“Oh God! I am her destroyer!” shrieked Dudley, as the order was obeyed, and he was forced out of the chamber.
Cholmondeley was then seized by Wolfytt and the others, and thrown upon his back on the floor. He made no resistance, well knowing it would be useless; and he determined, even if he should expire under the torture, to let no expression of anguish escape him. He had need of all his fortitude; for the sharpness of the suffering to which he was subjected by the remorseless Nightgall, was such as few could have withstood. But not a groan burst from him, though his whole frame seemed rent asunder by the dreadful tension.

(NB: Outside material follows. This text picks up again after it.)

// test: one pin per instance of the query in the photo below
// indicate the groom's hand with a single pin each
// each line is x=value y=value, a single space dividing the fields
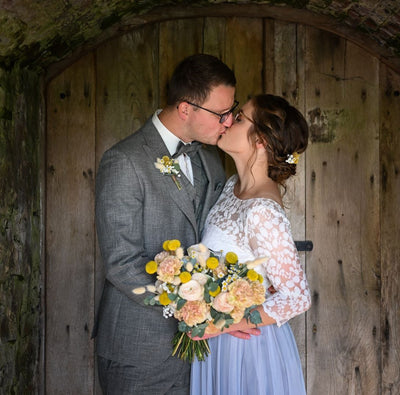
x=246 y=334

“Go on,” cried Nightgall, finding that Wolfytt and the others paused. “Turn the rollers round once more.”
“You will wrench his bones from their sockets,—he will expire if you do,” observed Sorrocold.
“No matter,” replied Nightgall; “I have an order to question him sharply, and I will do so, at all hazards.”
“Do so at your own responsibility, then,” replied Sorrocold, retiring. “I tell you he will die if you strain him further.”
“Go on, I say,” thundered Nightgall. But as he spoke, the sufferer fainted, and Wolfytt refused to comply with the jailor’s injunctions.
Cholmondeley was taken off the engine. Restoratives were applied by Sorrocold, and the questions proposed by the lieutenant put to him by Nightgall. But he returned no answer; and uttering an angry exclamation at his obstinacy, the jailor ordered him to be taken back to his cell, where he was thrown upon a heap of straw, and left without light or food.
For some time, Cholmondeley remained in a state of insensibility, and when he recovered, it was to endure far greater agony than he had experienced on the rack. His muscles were so strained that he was unable to move, and every bone in his body appeared broken. The thought, however, that Cicely was alive, and in the power of his hated rival, tormented him more sharply than his bodily suffering. Supposing her dead, though his heart was ever constant to her memory, and though he was a prey to deep and severe grief, yet the whirl of events in which he had been recently engaged had prevented him from dwelling altogether upon her loss. But now, when he knew that she still lived, and was in the power of Nightgall, all his passion—all his jealousy, returned with tenfold fury. The most dreadful suspicions crossed him; and his mental anguish was so great as to be almost intolerable. While thus tortured in body and mind, the door of his cell was opened, and Nightgall entered, dragging after him a female. The glare of the lamp so dazzled Cholmondeley’s weakened vision, that he involuntarily closed his eyes. But what was his surprise to hear his own name pronounced by well-known accents, and, as soon as he could steady his gaze, to behold the features of Cicely—but so pale, so emaciated, that he could scarcely recognise them.
“There,” cried Nightgall, with a look of fiendish exultation, pointing to Cholmondeley. “I told you you should sec your lover. Glut your eyes with the sight. The arms that should have clasped you are nerveless—the eyes that gazed so passionately upon you, dim—the limbs that won your admiration, crippled. Look at him—and for the last time. And let him gaze on you, and see whether in these death-pale features—in this wasted form, there are any remains of the young and blooming maiden that won his heart.”